The New ADA Title II Web Rule Is Official. Here’s What It Actually Means.
The Department of Justice finalized a rule that changes the landscape for digital accessibility.
Under Title II of the Americans with Disabilities Act (ADA), state and local government websites and mobile applications are now required to conform to WCAG 2.1 Level AA standards.
The primary compliance deadline is April 24, 2026 (with an additional year for smaller municipalities).
This is not guidance.
It’s not a best practice.
It’s federal law.
For the first time, the DOJ has clearly defined the technical standard required for compliance.
What the Rule Actually Requires
The rule mandates that public entities ensure their digital services meet Web Content Accessibility Guidelines (WCAG) 2.1 Level AA.
In practical terms, that includes:
- Proper screen reader support
- Full keyboard navigation
- Accessible forms with clear labels and error handling
- Sufficient color contrast
- Captions for video content
- Logical structure and semantic HTML
It also applies to mobile apps, not just websites.

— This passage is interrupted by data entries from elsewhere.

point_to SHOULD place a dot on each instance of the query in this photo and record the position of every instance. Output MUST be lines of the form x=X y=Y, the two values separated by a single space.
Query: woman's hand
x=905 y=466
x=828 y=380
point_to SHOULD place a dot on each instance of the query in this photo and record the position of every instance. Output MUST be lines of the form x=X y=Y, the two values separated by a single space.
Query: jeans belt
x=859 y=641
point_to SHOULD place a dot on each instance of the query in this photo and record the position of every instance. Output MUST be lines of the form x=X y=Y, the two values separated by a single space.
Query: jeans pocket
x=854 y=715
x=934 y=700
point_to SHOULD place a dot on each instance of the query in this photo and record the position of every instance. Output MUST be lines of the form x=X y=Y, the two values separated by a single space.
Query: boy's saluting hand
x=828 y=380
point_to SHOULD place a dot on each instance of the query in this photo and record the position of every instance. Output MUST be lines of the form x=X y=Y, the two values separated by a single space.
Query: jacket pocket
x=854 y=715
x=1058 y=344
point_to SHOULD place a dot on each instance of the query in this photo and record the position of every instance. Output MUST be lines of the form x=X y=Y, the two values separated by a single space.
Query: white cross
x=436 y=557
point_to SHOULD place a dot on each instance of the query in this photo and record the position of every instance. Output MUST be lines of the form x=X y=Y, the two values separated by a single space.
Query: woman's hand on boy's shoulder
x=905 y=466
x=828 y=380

If a resident can access a service online, that service must be accessible.
Why This Is Significant
For years, ADA digital compliance existed in a gray area. Organizations knew accessibility was required, but there was no formally adopted technical benchmark under Title II.
Now there is a standard and WCAG 2.1 Level AA is the baseline standard.
Government agencies can no longer rely on partial efforts, overlays, or outdated remediation strategies. Compliance must be measurable, technical, and documented.
What This Means for Leadership
If you are an Executive Director, Chief Information Officer, Digital Lead, on the legal team, or General Counsel at a state or local government entity, this is now a governance issue.
Accessibility is no longer just a UX concern. It is:
- A legal compliance requirement
- A risk management priority
- A public trust obligation
The expectation is not perfection overnight. The expectation is a plan.
That means:
- Conducting a comprehensive WCAG audit
- Identifying template-level and systemic issues
- Budgeting for remediation and fixing any found issues
- Establishing governance and ongoing monitoring
It’s important to note that accessibility is not a one-time project either. It’s an operational discipline that needs full attention from the design phase into development. This includes monthly monitoring and support to continue reaching WCAG compliance.
The good news is these issues are almost always fixable. That being said, fixing them the right way requires real accessibility expertise, not overlays, patches, or shortcuts.
What I’m Seeing in the Market
Many organizations believe they are “mostly compliant.” I hear that almost every time before we begin an audit.
When we run a true manual Ally audit review against WCAG 2.2 AA, we consistently uncover structural issues under the surface. Page builders are outputting frontend code that isn’t compliant. PDFs are embedded throughout the site that screen readers can’t properly interpret. Forms technically function, yet break down for keyboard or assistive technology users. Navigation looks clean visually, then falls apart when you remove a mouse. Color contrast misses AA thresholds in subtle but important ways.
It’s usually the result of moving fast and never engineering accessibility from the beginning.
The good news is these issues are almost always fixable. That being said, fixing them the right way requires real accessibility expertise, not overlays, patches, or shortcuts.
If you truly want to be accessible, there are no shortcuts.
The Bigger Picture
Accessibility is about legal compliance, yes.
But it’s also about inclusion and making the internet more accessible for everyone.
When it comes to the government, digital access to services is often the primary, and sometimes the only, way people can interact with their services. People pay taxes, register vehicles, access records, apply for permits, and request services. The list goes on.
If those systems are not accessible, access to the government itself is restricted.
The new Title II rule makes one thing clear: digital access is civil access.
It now has a defined technical standard behind it.